The commissioners damned the leaders of the diocese as being at times weak, ineffectual, and even complicit.

The bill to compensate their victims is currently estimated to be around $10 million.

So, little country churches like St James in Bungwahl are going under the hammer. And the locals are hopping mad.

Far from the church being an object of derision or suspicion, the community of Bungwahl have rallied to save their church. Even those locals who never attend St James are fighting to keep it from being sold. They claim it belongs to Bungwahl, not the Anglican Diocese, since Alexander Croll built it himself on his own land for the community. Some local people have tried to intimidate potential buyers. Signs like this one started going up around the town.

None of that washes with Bishop Peter Stuart. He has to raise $10 million so he got each of the 63 parishes that make up the diocese to agree to hand over 25 per cent of any moneys raised from selling real estate to the redress fund.

But that hardly made a dent.

Since 2010, 18 churches have closed and 11 of them were sold, pulling in around $5 million. But the percentage that went to the redress fund was less than $1 million, and the average compensation payment is $180,000 per person. That means the sale of 11 local churches compensated just five victims. At that rate, the whole diocese would have to be sold to support their victims.

Bishop Stuart had to take more drastic steps. He announced he would be “more courageous” about flogging small churches and that he was upping the chunk that would go to the redress fund to 40 per cent. He then listed St James, Bungwahl for sale.

But Newcastle isn’t the only diocese breaking parishioners’ hearts to compensate their victims. The Bishop of Bathurst, Ian Palmer plans to sell more than a dozen churches in his diocese to pay more than $2 million in redress to victims of child sex abuse. The small parish community of St Aidan’s Anglican Church at Black Springs in Oberon was shocked when Bishop Palmer wrote to them informing them their church would be one of those closed down and sold.

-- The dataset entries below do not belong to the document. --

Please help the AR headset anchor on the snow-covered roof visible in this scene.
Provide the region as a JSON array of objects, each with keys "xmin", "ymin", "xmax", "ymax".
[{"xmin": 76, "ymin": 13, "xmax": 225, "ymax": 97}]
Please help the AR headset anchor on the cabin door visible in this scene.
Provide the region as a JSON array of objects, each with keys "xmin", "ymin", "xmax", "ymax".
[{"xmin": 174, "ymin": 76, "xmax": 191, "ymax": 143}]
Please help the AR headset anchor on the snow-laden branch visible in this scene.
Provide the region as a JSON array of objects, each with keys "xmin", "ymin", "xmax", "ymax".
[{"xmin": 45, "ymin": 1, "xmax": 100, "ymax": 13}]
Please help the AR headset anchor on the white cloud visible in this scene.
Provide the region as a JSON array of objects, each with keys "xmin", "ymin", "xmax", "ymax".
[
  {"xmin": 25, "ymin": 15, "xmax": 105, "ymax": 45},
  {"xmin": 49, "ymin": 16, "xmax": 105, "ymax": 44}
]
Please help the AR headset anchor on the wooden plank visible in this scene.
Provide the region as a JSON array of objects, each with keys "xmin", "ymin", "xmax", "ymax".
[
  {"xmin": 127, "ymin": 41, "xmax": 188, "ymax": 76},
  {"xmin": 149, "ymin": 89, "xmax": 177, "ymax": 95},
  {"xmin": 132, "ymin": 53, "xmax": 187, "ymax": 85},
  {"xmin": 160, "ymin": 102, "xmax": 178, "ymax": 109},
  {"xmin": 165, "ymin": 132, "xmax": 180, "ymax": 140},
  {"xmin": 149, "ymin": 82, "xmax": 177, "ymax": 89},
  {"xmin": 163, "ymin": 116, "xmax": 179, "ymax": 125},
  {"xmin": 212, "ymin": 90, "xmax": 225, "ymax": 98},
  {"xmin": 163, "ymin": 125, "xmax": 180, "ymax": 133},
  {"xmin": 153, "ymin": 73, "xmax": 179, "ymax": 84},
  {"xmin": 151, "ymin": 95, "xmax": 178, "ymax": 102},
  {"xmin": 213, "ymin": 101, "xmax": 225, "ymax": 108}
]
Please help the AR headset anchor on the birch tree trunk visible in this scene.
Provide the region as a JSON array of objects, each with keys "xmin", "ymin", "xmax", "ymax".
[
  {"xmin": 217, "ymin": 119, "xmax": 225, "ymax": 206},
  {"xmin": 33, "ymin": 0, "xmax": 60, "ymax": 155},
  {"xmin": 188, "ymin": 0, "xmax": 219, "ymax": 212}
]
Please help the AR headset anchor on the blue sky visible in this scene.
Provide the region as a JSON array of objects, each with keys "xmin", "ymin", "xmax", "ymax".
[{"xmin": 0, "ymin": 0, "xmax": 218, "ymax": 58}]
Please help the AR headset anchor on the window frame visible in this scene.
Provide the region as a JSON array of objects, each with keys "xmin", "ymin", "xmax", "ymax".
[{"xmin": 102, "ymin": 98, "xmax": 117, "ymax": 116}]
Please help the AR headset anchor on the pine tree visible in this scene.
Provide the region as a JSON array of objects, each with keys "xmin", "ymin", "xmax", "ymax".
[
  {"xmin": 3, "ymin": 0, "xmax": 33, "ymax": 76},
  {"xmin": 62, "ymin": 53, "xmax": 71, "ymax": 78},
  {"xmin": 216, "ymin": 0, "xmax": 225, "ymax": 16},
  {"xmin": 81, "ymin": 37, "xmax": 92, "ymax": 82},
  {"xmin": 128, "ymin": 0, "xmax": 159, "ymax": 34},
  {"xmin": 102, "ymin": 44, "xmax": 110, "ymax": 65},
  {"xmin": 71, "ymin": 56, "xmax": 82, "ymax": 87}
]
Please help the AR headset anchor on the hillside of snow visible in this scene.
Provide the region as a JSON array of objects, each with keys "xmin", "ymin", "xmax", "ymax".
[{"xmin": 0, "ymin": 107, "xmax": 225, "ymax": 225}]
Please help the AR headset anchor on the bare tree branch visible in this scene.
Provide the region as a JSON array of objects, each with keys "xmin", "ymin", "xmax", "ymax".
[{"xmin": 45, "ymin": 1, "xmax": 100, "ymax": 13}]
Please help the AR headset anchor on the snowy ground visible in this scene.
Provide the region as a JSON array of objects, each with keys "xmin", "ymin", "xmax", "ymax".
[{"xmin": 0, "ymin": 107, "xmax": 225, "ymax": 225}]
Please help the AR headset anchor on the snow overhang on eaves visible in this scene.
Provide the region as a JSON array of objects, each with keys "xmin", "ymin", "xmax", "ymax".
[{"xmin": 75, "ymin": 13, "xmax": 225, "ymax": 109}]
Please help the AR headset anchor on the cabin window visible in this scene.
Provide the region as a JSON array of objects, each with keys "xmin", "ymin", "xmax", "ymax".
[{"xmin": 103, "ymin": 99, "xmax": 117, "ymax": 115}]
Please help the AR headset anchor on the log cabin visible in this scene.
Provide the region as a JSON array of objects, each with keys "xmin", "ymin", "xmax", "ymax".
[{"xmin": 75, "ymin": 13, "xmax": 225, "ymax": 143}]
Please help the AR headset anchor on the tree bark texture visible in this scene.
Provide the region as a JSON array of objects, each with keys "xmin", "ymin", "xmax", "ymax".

The same story is happening right across the country. Small, local churches are being forced to pay for the past sins of pedophile priests.

 

Too bad, some might say. The church is responsible for the behavior of the priests and ministry workers in their employ, especially when proper oversight wasn’t exercised or pedophiles were merely moved around parishes whenever a complaint was received. So what if the church goes broke paying compensation to its hundreds of victims!

I admit I can feel this way about the whole shameful saga of child sexual assault in our churches. Hold an ecclesial fire sale. Sell everything and give it to the people whose lives we’ve ruined.

But then I remember the saddened folks of little postage-stamp-sized towns like Bungwahl and Black Springs and I realise the implications of selling everything: the grief of a congregation; the disappearing face of the church; the severed connection between church and neighborhood; the removal of a community facility; the loss of history; the psychological and spiritual effect on struggling rural communities.

Of course, none of that compares to the unspeakable damage done by child sexual abuse.

I’m yet to be convinced that Australians are any more anti-church or irreligious than they’ve ever been. But before we complain about Christianity being under attack or religious speech being curtailed, can we just acknowledge we’ve brought so much of our own demise on ourselves.

 

If the Anglican Diocese of Newcastle goes broke and closes down it will be their own fault, not the prevailing headwinds of secularization and the “left-leaning mainstream media”. We are all now paying for the sins of our fathers, men who betrayed their calling to serve the church, who inflicted dreadful suffering on their victims and whose crimes will be paid for by congregations like those at St James, Bungwahl for years to come.